Lair of the Cobra

© 1997, 2004 Josh Griffing

 

           My head pounded.  Never had I known such a headache, but I was alive.  The place on my neck where the chain had snapped was raw, and it hurt to move my neck, but it did not seem to be broken.  My legs were unsteady and my arms would not at first cooperate, but I managed to stand, shakily, propping myself on a pillar of stone.  A broken pillar—in the middle of a broken city.  I could do nothing until my vision cleared and my legs came back to me.  I saw swirling megaliths and tilting statues of indistinct form and figure dropping one by one into place—or places, at least, where they stopped moving.  Greys and greens and browns and black and yellows and white and sky blue were smudged and splashed and ran together in a blitz of whirling chaos.  I should have stayed home and become an artist, I thought as I flopped against the pillar and slid down to the ground like a discarded smock.  The world stopped spinning and slowly it came into focus.  I saw the spiraling megaliths and leaning statues of indecent form and vague, eroded figure about a great courtyard.  Water pooled in depressions among the stones of a once-mighty city.  I realized, vaguely, that I had been assaulted a little while ago, and that we were greedy.  Almost directly across from where I sat was the only other human being in sight—my eyes told me he was a young boy no older than fifteen—lying facedown and motionless on a pile of broken rubble.  Who was he?  Who was I?  Where were we?  He was worse off than I, and needed assistance.

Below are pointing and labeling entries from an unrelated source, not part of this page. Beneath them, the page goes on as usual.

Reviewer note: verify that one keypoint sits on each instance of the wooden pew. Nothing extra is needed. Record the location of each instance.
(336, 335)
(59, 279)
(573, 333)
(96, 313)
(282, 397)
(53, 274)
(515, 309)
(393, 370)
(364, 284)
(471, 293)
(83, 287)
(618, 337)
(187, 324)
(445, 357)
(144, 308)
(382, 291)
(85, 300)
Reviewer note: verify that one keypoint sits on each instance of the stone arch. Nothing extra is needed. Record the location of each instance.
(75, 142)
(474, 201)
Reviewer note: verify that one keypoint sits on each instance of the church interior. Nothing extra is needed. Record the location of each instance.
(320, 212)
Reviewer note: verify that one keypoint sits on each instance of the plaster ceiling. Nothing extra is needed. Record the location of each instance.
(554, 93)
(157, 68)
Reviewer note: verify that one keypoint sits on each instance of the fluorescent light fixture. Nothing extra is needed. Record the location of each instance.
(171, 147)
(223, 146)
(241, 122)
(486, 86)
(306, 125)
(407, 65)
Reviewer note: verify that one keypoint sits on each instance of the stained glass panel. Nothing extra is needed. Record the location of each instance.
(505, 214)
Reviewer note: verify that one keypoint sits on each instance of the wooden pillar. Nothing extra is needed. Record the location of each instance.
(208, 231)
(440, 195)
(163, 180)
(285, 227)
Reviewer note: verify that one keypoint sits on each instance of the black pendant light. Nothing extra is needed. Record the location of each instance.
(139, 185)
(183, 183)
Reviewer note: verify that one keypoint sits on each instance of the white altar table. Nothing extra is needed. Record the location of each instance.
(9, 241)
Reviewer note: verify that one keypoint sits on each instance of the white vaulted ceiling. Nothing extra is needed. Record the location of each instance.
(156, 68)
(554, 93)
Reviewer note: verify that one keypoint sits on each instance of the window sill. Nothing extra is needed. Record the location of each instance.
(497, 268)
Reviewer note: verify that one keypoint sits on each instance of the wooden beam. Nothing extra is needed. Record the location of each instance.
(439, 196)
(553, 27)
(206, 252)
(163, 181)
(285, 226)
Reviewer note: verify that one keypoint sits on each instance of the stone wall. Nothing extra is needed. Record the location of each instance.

            And slowly, as I picked myself up from the cold stone, shadows filled my mind.  And as I stepped carefully forward, they began to take shape.  And God separated the light from the darkness.  And the darkness he called night.  And my legs were getting steadier, now, and I was not stumbling so often—and it was all coming back to me.  And God saw that the light was good.  Evening and mourning…  Death, serpents, ancient gold with an idol’s curse, treachery and despair, and an English gentleman from Hassock Row in shoes very like my own and a boy from Calcutta who needed his help at the moment—lost in the jungles of India.  Lost in a lost city called Delwaar San.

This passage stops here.